Location: Soil Dynamics ResearchTitle: Rye planting date impacts biomass production more than seeding rate and nitrogen fertilizer
Submitted to: Agronomy Journal
Publication Type: Peer Reviewed Journal
Publication Acceptance Date: 6/6/2023
Publication Date: 7/31/2023
Citation: Balkcom, K.S., Read, Q.D., Gamble, A. 2023. Rye planting date impacts biomass production more than seeding rate and nitrogen fertilizer. Agronomy Journal. 115(5):2351–2368. https://doi.org/10.1002/agj2.21418.
Interpretive Summary: Growers that plant cover crops outside optimal planting periods may alter cover crop management to improve biomass production by increasing seeding rates and/or applying greater N rates, but both factors increase production costs. However, limited research has been conducted to determine if enhanced cover crop biomass production is possible by increasing costly inputs during these non-optimal planting periods. In order to assist growers with these cover crop management decisions, ARS scientists in Auburn, AL, Raleigh, NC, and Auburn Univ. investigated how four planting dates (late October, early November, late November, and early December), two seeding rates (67 and 101 kg ha-1), and four N rates (0, 34, 67, and 101 kg N ha-1) affected rye performance in a peanut/cotton rotation over six growing seasons (2015-2020). Biomass production decreased as planting date was delayed across all N rates, while seeding rate had no effect. Despite a biomass response to N across planting dates, increasing N fertilizer for a late planted cereal cover crop did not produce additional biomass compared to an early planted cereal cover crop. Planting cover crops by early November was imperative to stimulate biomass production for this region. Increasing seeding rates and/or N applications was an unnecessary expense that could not overcome environmental constraints of late planting dates.

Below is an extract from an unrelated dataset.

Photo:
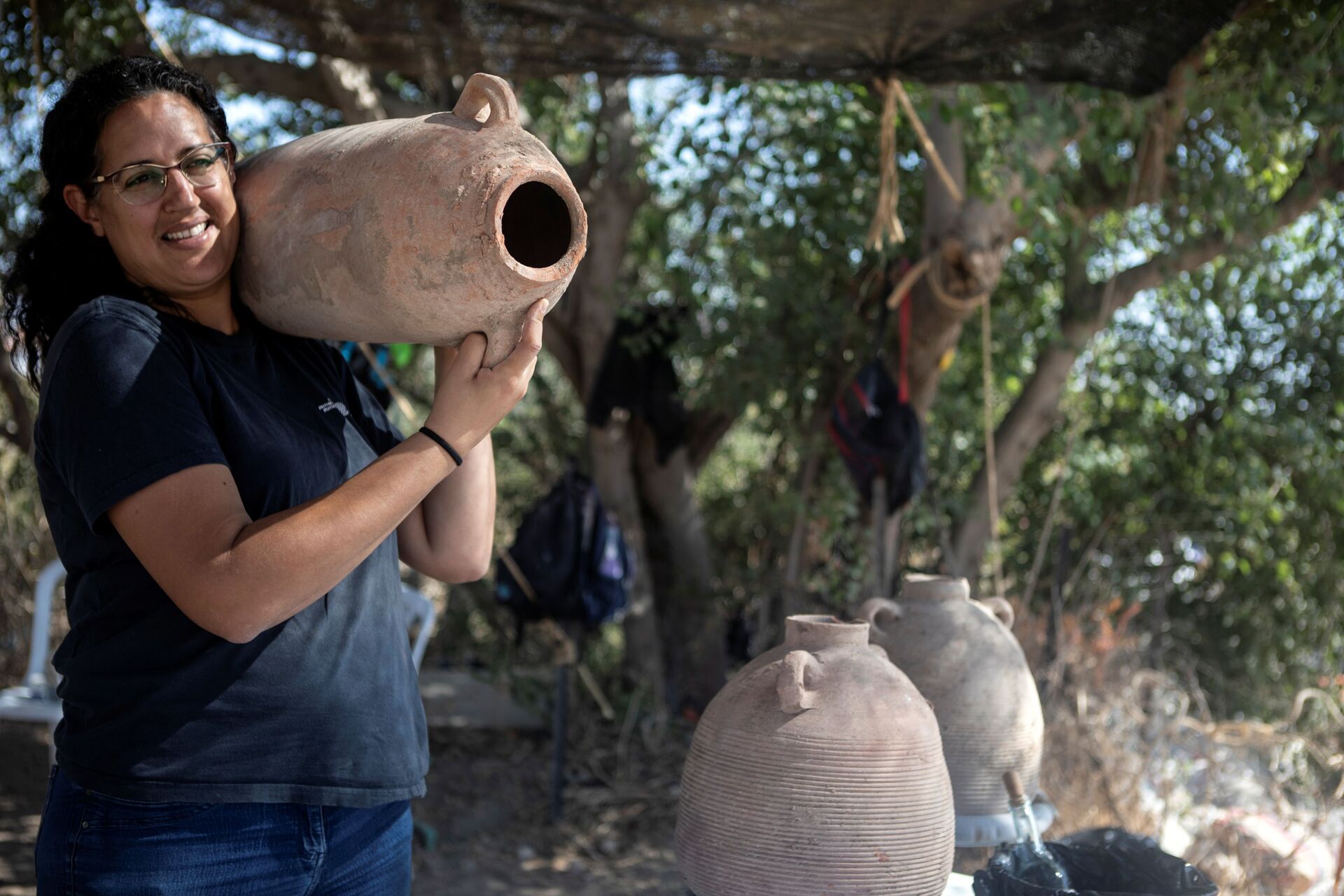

Technical Abstract: Management is critical to maximize cover crop benefits, while minimizing costs. However, cover crop performance and cost can vary without consistent management strategies. Therefore, we investigated how four planting dates (late October, early November, late November, and early December), two seeding rates (67 and 101 kg ha-1), and four N rates (0, 34, 67, and 101 kg N ha-1) affected rye (Secale cereale L.) (cv. ‘Wrens Abruzzi’) biomass production, N uptake, C:N ratio, US$ per 100 kg biomass, cash crop yields, and soil organic C (SOC) in a peanut (Arachis hypogaea L.)/cotton (Gossypium hirsutum L.) rotation over six growing seasons (2015-2020) in Headland, Alabama, USA. Biomass production averaged 2.7 times greater for late October planted rye compared to early December across all N rates. Nitrogen increased biomass production, but total biomass amounts decreased with later planting dates. Nitrogen uptake increased as N rate increased for each planting date. The C:N ratio was more sensitive to planting dates than N rates and decreased as planting was delayed. The US$ per 100 kg of biomass was similar across all N rates for early planting dates (late October and early November). No yield effect was observed for peanut or cotton, but SOC increased in the 0-5 cm depth when 101 kg N ha-1 was applied to the rye cover crop. Results highlight the importance of planting date compared to seeding and N rates to enhance cover crop performance and return on investment (ROI) for growers in the southeastern U.S.